Q: It seems that you are filling a real gap with your research.
A: There's a big gap. There's so much to learn and to share, both with the church, and with the secular side of the nonprofit sector, and with the urban studies people. Another thing that motivates me is my discovery that the urban planning world and the study of cities is mostly undertaken with total ignorance of the religion factor.
A good example would be the book Boston Renaissance. This is a great book telling the story of how Boston is being restructured. It has great images, like from Hub to Metropolis, ethnocentric to multicultural, graphs and charts and everything. As far as I can see, it is quite accurate in its description. But that book's authors think, and the readers are told to think, that all this happened solely because of economic and technological forces. Local actors like churches and like other nonprofits, so-called value-driven actors, had nothing to do with it. I don't think that's true. It's one of my missions in life to prove that it's not true, and to have students aware that we who believe our religious, faith-based lives and organizations matter for something, have got to make ourselves heard in this world of urban planning, architecture, and design. We do this by making our work intelligible to the urban studies types and by drawing on their work.
I see my work as a bridge project. I don't have a direct tie with the Kennedy School, but before I started, I dialogued with faculty in the Kennedy School and in sociology, and I do so at UIC. I go to the sociology meetings just as often as I go to the religion meetings. The broader culture with all of its secularization has said that science is the way of knowing that you can really rely on.
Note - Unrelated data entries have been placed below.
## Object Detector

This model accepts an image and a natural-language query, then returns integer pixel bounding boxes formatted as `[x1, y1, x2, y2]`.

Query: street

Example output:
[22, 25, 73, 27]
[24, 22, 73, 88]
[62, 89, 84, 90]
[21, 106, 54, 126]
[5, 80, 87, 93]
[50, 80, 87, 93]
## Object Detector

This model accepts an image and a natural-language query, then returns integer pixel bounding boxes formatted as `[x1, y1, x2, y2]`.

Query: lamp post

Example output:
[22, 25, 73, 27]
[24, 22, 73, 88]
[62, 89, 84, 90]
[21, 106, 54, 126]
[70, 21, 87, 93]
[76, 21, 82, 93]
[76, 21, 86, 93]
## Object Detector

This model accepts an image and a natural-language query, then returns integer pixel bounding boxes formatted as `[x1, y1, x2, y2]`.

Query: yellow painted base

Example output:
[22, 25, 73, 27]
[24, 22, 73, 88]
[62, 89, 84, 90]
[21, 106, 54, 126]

So if the federal government wants to know where to make a grant, they're going to call the Kennedy School and not the Divinity School, and regularly do. That gives the Kennedy School a basis for more money and more power and so on. They can afford to ignore the Divinity School, but only if they really don't care how thoroughly they understand the world.
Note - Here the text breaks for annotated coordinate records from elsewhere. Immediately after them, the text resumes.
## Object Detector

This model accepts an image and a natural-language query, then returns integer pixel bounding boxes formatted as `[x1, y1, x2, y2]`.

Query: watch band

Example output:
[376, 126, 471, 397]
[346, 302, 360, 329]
I also think people trying to understand the church or other religions need to understand its context, and the sociological studies are the primary way by which those are to be understood. In particular, you've got to understand the spatial dimensions. You need to be able to read maps and read statistics. So that's where my mission to the theological field is parallel to my mission to the social science field. Each needs to be able to understand the other, at least sufficiently, to communicate with each other, and so that in each field, the other can be recognized as part of the context in which we work. You don't have to be an accomplished social scientist in order to use some social science. Ministers should learn to do that, as should professors at theological schools.